玄界灘に面した町の食べ方
唐津は北西に玄界灘を抱く町だ。松浦川が注ぎ込む湾、リアス式の複雑な海岸線、沖合に浮かぶ有人島たち。この地形が、古代から大陸への海上交通の拠点となり、江戸時代には城下町として栄え、明治には石炭輸出港として急速に発展した。その歴史の層の上に、今も漁師たちの営みがある。
私がこの町を見ているのは、そうした時間の積み重ねが、毎日の食卓にどう着地するかという視点だ。唐津の返礼品を選ぶなら、その町の風土と手仕事の両方が感じられるものを探したい。
旬の干物に、季節の手当てを見る
旬の干物セットを推したい。
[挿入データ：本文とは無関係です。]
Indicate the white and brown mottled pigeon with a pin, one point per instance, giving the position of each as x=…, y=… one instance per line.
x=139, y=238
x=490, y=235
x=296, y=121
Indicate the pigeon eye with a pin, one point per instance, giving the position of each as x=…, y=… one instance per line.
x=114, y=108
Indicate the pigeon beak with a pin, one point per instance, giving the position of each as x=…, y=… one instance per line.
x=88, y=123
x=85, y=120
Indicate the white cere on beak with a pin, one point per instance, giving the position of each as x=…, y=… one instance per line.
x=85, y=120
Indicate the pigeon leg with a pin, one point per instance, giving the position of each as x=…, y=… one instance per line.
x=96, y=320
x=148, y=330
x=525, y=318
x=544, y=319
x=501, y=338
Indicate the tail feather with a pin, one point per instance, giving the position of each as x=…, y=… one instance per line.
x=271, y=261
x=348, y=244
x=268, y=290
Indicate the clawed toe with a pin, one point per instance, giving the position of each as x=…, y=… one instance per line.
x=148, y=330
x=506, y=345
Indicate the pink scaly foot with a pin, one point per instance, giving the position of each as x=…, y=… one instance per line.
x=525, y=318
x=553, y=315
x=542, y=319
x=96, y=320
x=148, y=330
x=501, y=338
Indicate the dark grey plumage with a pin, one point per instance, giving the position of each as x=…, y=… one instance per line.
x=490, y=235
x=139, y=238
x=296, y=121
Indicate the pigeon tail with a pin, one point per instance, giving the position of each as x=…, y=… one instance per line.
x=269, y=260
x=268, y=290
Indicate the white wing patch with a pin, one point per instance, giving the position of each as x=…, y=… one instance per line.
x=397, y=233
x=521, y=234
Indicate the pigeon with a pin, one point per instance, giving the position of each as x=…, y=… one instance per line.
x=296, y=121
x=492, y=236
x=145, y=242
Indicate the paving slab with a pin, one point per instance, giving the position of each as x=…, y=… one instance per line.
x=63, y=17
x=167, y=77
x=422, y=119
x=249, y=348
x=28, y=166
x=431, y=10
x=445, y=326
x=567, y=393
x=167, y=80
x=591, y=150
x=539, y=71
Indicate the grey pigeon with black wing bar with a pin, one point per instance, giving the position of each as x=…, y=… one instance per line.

淡塩造りの旬アジ開き、醤油みりん干しのアジ。シンプルな品だが、これが唐津らしい。

玄界灘で獲れたアジを、塩漬けにして干す。この手仕事は、季節ごとに魚の脂の乗り具合が変わることを知っている漁師と加工職人の協働だ。春から初夏のアジは身が締まり、秋口のアジは脂が乗る。その違いを塩加減と干し時間で調整する。返礼品として『旬の』と銘打つのは、単なる売り文句ではなく、その時季に最も食べ頃の魚を選んで加工しているということだ。

届いた干物は、朝食の焼き魚になる。グリルで温めるだけで、皮がぱりりと香ばしくなり、身はふっくら戻る。ご飯の上に乗せて、大根おろしを添える。あるいは夜の晩酌の肴に、そのまま齧る。保存も効くから、冷蔵庫に常備しておけば、急な来客の時も、自分たちの食事が足りない時も、さっと出せる。こういう『台所の備え』が、ふるさと納税の返礼品として最も価値がある。
唐津焼の器と、海の幸の組み合わせ
唐津の返礼品を見ていると、焼き物と食べ物が自然に結びついていることに気づく。江戸時代初期、寺沢広高の時代に唐津焼の技法が確立され、中里太郎右衛門陶房などが御用窯に指定された。その伝統は今も続いている。
唐津焼の湯呑セットは、お茶やお酒を飲む時の器だ。朝鮮唐津という技法で作られた面取りの形。素朴で、手に馴染む。この器でお茶を飲む時間が、唐津という町の歴史を身近に感じさせる。

同じ町で作られた干物と、同じ町で焼かれた器。それらが一つの食卓に揃う。これが、ふるさと納税を通じて得られる最も豊かな経験だと私は考える。
佐賀産の牛肉も、唐津の台所の一部
佐賀産和牛の牛すじ肉は、冬の煮込み料理に活躍する。1.5キロを2パックに分けて届くから、一度に使い切る必要がない。牛すじカレーにしたり、牛すじ煮込みにしたり、あるいは圧力鍋で柔らかく煮詰めて、ご飯のおかずにしたり。時間をかけて火を入れることで、骨髄の旨味が汁に溶け出す。この『手間をかけた分だけ美味しくなる』という感覚が、唐津の食べ方の基本にある。
玄界灘の季節の魚、唐津焼の器、そして佐賀の牛肉。これらが一つの町の返礼品として揃うのは、唐津という地域が、海と陸の両方の恵みを受けているからだ。その恵みを、自分たちの台所にどう迎え入れるか。そこまで考えて返礼品を選ぶことが、ふるさと納税の本来の意味だと思う。